In 1755, the convent suffered great damage during the earthquake that almost totally destroyed Lisbon; the nuns were forced to live in tents outside the building while restoration works were carried out. This notwithstanding, Santa Marta was one of eleven (out of sixty-five) convents that remained inhabitable.

In 1833, following the Portuguese Civil War, the liberal government decreed the dissolution of the monasteries; unlike their male counterparts, female convents (such as Santa Marta) were allowed to remain open until the death of their last nun — which in the case of Santa Marta, happened on 15 December 1887; shortly afterwards, the building and all assets were nationalised.

In 1890, the building was converted into an ad hoc hospital facility in response to a flu epidemic.

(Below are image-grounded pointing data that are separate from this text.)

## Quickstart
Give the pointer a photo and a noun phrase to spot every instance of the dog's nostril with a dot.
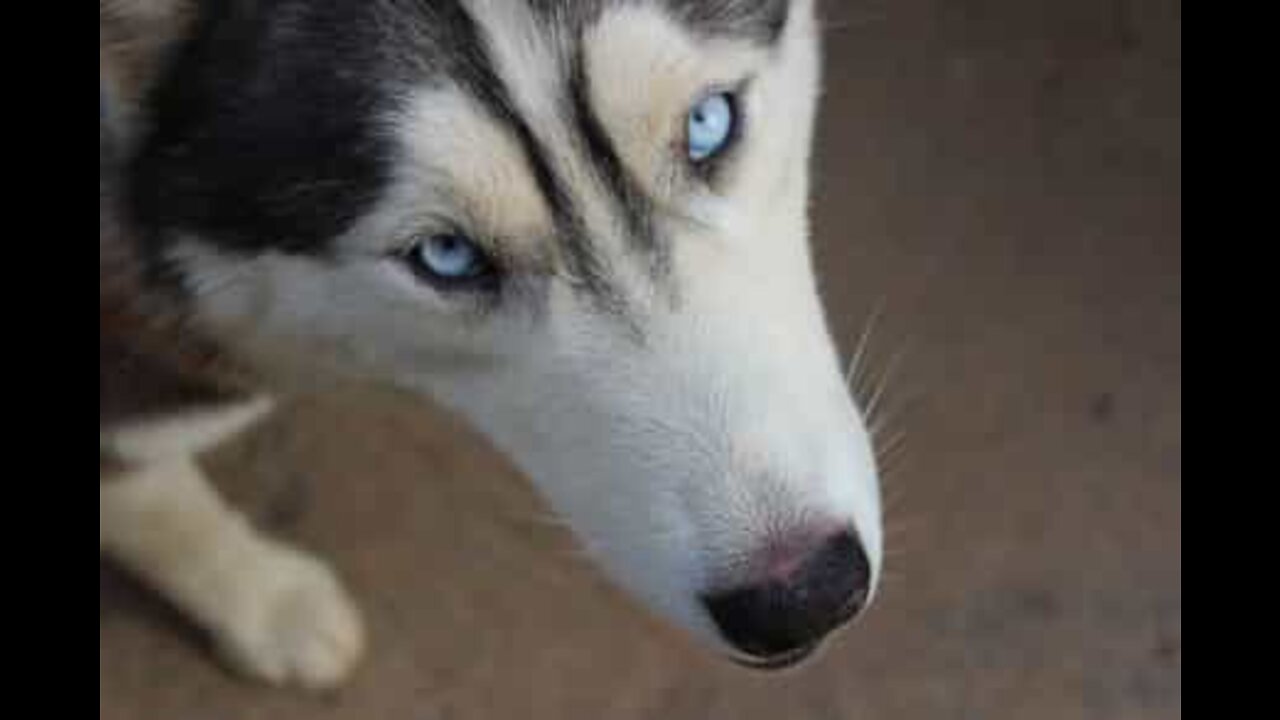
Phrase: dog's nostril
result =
(778, 615)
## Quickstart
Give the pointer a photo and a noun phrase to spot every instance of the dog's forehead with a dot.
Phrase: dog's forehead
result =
(272, 130)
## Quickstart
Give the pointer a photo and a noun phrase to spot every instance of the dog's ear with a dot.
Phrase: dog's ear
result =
(136, 39)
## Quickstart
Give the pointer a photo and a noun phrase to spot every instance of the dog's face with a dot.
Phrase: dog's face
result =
(580, 224)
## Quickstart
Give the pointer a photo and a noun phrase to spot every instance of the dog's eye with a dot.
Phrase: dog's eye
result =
(711, 127)
(451, 261)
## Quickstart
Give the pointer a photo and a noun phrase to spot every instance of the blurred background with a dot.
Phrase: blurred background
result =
(1002, 180)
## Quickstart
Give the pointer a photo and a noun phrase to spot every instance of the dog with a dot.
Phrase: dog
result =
(581, 224)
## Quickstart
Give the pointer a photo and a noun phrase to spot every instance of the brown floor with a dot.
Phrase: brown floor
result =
(1006, 178)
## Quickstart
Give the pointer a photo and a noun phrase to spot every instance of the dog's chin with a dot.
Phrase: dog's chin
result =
(780, 661)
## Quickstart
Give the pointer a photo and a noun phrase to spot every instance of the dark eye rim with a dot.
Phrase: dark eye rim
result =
(488, 278)
(705, 168)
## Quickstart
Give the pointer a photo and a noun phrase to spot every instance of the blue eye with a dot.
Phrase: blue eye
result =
(449, 260)
(711, 126)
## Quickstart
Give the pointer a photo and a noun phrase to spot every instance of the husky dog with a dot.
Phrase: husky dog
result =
(581, 224)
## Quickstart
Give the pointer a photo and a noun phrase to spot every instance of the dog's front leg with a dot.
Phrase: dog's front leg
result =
(274, 611)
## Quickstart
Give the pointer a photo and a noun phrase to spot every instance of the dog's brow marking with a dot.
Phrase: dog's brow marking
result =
(630, 199)
(583, 258)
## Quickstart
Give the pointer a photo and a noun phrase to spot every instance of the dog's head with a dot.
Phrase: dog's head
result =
(583, 224)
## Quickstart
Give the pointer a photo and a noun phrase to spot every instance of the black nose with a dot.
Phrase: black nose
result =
(782, 619)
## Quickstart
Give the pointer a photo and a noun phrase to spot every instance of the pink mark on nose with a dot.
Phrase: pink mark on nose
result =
(785, 555)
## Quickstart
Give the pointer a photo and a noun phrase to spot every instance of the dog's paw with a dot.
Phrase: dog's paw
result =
(292, 623)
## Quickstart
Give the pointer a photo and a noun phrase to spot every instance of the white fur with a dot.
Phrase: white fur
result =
(274, 611)
(673, 455)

In 1903, the building was put under the direct responsibility of the Ministry of the Kingdom, and it became part of the city's main hospital centre, then collectively known as "Saint Joseph's Hospital and Annexes" (Hospital de São José e Anexos) and from 1913, called the "Civil Hospitals of Lisbon" (Hospitais Civis de Lisboa, HCL). In 1905–1908, it underwent profound renovation works, overseen by engineer Luís de Melo, to make it suitable as an hospital for venereal diseases: it now had a total of 700 beds, an operating room, a morgue, and an outpatient clinic; fully equipped with a lift and electric light. In 1910, it was renamed "Hintze Ribeiro Hospital", and it became affiliated with the Lisbon Medical-Surgical School; in 1911, following the 5 October 1910 revolution, it was renamed "Lisbon Faculty of Medicine Teaching Hospital" (Hospital Escolar da Faculdade de Medicina de Lisboa"); only in 1922 did it receive administrative and financial autonomy. In 1953, the recently built Saint Mary's Hospital became the city's teaching hospital.

The Hospital was significantly remodeled in the late 1950s, successively expanded with new Cardiology and Cardiothoracic Surgery wards, as well as, in 1971, a new adjoining building housing the outpatient clinic and administrative services.